A livello di federazione non possiamo far altro che fare i complimenti per la gestione del circuito, sacrificando purtroppo alcune sedi limitando però i trasporti e quindi i rischi. Lo spettacolo in pista viene comunque garantito, nel rispetto delle norme

“Sicuramente è stata importante la programmazione e la valutazione fatta dalla Federazione a livello di scenari e arrivare già pronti e preparati per l’inverno. Durante l’estate e l’autunno è stato fatto tanto in collaborazione con vari esperti: aver previsto quanti più scenari possibili ci ha permesso di poter essere organizzati per ogni evenienza, garantendo che lo spettacolo rimanesse “identico” per l’appassionato che guardava le gare da casa. In estate non c’era garanzia che questo potesse rimanere inalterato”.

Chiaramente questa pandemia a cambiato anche un po’ i comportamenti della fruibilità dei contenuti che elaborate anche a livello di marketing e social: come pensi che cambieranno le abitudini degli appassionati anche in seguito a queste novità?

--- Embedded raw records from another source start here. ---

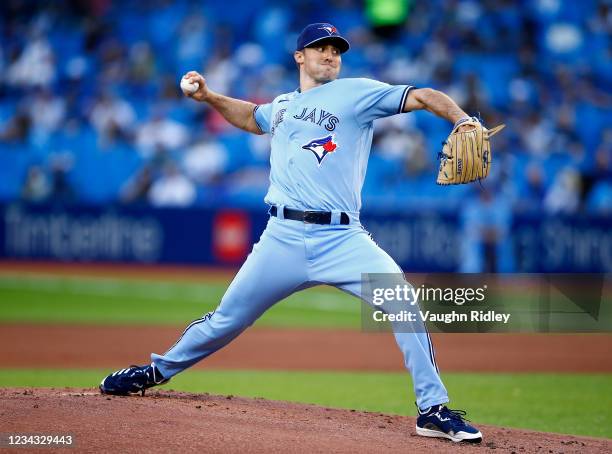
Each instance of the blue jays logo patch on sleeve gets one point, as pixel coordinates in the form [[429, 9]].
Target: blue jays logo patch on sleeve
[[322, 147]]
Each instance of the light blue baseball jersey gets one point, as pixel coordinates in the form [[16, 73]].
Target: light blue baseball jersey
[[321, 140]]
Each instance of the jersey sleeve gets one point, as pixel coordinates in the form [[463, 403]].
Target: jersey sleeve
[[374, 99], [263, 115]]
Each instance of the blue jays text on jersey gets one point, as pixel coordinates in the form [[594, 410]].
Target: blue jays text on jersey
[[312, 169]]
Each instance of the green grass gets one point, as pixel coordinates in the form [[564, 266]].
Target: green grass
[[92, 300], [578, 404]]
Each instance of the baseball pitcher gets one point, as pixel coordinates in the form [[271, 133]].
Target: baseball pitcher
[[321, 135]]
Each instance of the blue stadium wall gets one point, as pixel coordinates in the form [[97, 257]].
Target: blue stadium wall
[[426, 242]]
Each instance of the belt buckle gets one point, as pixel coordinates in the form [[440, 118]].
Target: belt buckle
[[310, 217]]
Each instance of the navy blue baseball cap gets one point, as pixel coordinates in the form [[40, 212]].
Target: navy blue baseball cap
[[322, 31]]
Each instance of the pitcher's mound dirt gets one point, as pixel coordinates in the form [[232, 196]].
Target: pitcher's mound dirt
[[170, 421]]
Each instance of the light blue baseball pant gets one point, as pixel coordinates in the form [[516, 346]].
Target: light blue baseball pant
[[291, 256]]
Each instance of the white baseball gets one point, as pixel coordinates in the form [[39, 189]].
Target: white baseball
[[188, 87]]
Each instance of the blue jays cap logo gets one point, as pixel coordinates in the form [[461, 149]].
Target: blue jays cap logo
[[329, 29], [322, 147]]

“Penso e mi auguro che si tornerà alla normalità il prima possibile, per quanto il biathlon possa essere televisivo il contorno dal vivo non è assimilabile alla visione da casa, sebbene con i social sia tutto a portata di mano. Il biathlon non è solo legato alla tappa, è proprio l’evento in se in grado di creare uno spettacolo tale da valorizzare la Coppa del Mondo e vederla dal vivo ti regala proprio un emozione tale che sono la gara e il contorno ti possono dare. La sfida sul social è stata accelerata da questa pandemia, con l’obiettivo di creare un “secondo schermo” per valorizzare anche l’engagement a livello del pubblico presente nello stadio. Consiste nella possibilità di avere sul telefono di ogni spettatore, in aggiunta al maxischermo e il tabellone dei tempi, un aumento della fruibilità dei dati che la tv offre, quindi informare il più possibile. Il nuovo mondo digitale non deve essere fine a se stesso ma valorizzare sia la visibilità in pista e a casa”.

Quali saranno per te gli strumenti del futuro per quanto riguarda la comunicazione e del mercato sportivo in generale?

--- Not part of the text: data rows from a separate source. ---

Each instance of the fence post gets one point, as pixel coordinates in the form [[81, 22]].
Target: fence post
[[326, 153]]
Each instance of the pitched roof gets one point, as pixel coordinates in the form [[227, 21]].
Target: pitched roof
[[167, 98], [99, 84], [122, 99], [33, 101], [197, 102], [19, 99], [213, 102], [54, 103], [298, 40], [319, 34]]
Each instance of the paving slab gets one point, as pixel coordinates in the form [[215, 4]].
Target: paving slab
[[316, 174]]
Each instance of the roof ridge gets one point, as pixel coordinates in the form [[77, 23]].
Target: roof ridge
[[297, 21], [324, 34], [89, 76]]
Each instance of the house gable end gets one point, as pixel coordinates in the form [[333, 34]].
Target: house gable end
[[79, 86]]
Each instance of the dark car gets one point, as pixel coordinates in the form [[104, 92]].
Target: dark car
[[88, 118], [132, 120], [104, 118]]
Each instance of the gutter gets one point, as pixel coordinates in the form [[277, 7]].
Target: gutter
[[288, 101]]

“E’ una discussione aperta, tante federazioni e entità si stanno mettendo in gioco a livello sportivo, ma c’è molto interesse verso la realtà gaming e e-sports, ma anche dei mini giochi interattivi che coinvolgono l’appassionato. Non tutte le situazioni di mercato funzionano, ogni campo è diverso: se non provi non puoi sapere. Ad esempio il nuovo format 20/20 e il 10/10 di questo anno sono molto apprezzate e rendono l’idea di legame di affiliazione e che allo stesso valorizza l’atleta. Bisogna trovare il giusto equilibrio tra gli atleti al vertice e tutti i rappresentanti delle altre nazioni coinvolte per dare la giusta visibilità tra atleti particolari di nazionalità diverse, legate anche ai risultati ma non solo”.

Con quale degli azzurri di Coppa del Mondo hai un rapporto particolare o ti senti più legato?

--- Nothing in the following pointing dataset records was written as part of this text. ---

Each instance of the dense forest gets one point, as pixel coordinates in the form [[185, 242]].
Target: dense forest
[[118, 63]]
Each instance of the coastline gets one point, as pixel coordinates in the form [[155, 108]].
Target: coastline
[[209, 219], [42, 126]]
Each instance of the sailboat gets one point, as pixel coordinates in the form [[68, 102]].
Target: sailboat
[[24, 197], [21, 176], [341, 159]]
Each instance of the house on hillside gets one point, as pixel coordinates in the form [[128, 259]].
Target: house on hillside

“Direi con tutti, anche perché parlando la stessa lingua è quasi un legame naturale. Sceglierne uno non è facile, mi metti in difficoltà: scelgo i friulani e quindi miei conterranei Lisa Vittozzi e Giuseppe Montello perché ci sentiamo spesso, poi c’è Lukas Hofer che mi ha accompagnato con il parapendio per cui merita una menzione a parte. Ma non solo italiani, ad esempio Clare Egan mi fa ammazzare dalle risate, con le sorelle Gasparin si è ovviamente instaurato un legame di (non)-famiglia e potrei dirti tanti altri ragazzi e ragazze con cui ho finito per legare nel tempo. Ovviamente poi non è semplice separare la sfera emotiva da quella professionale, ma anche gli atleti stessi danno una mano in tal senso. Alla fine queste connessioni sono ciò che rende bello e piacevole il mio lavoro”.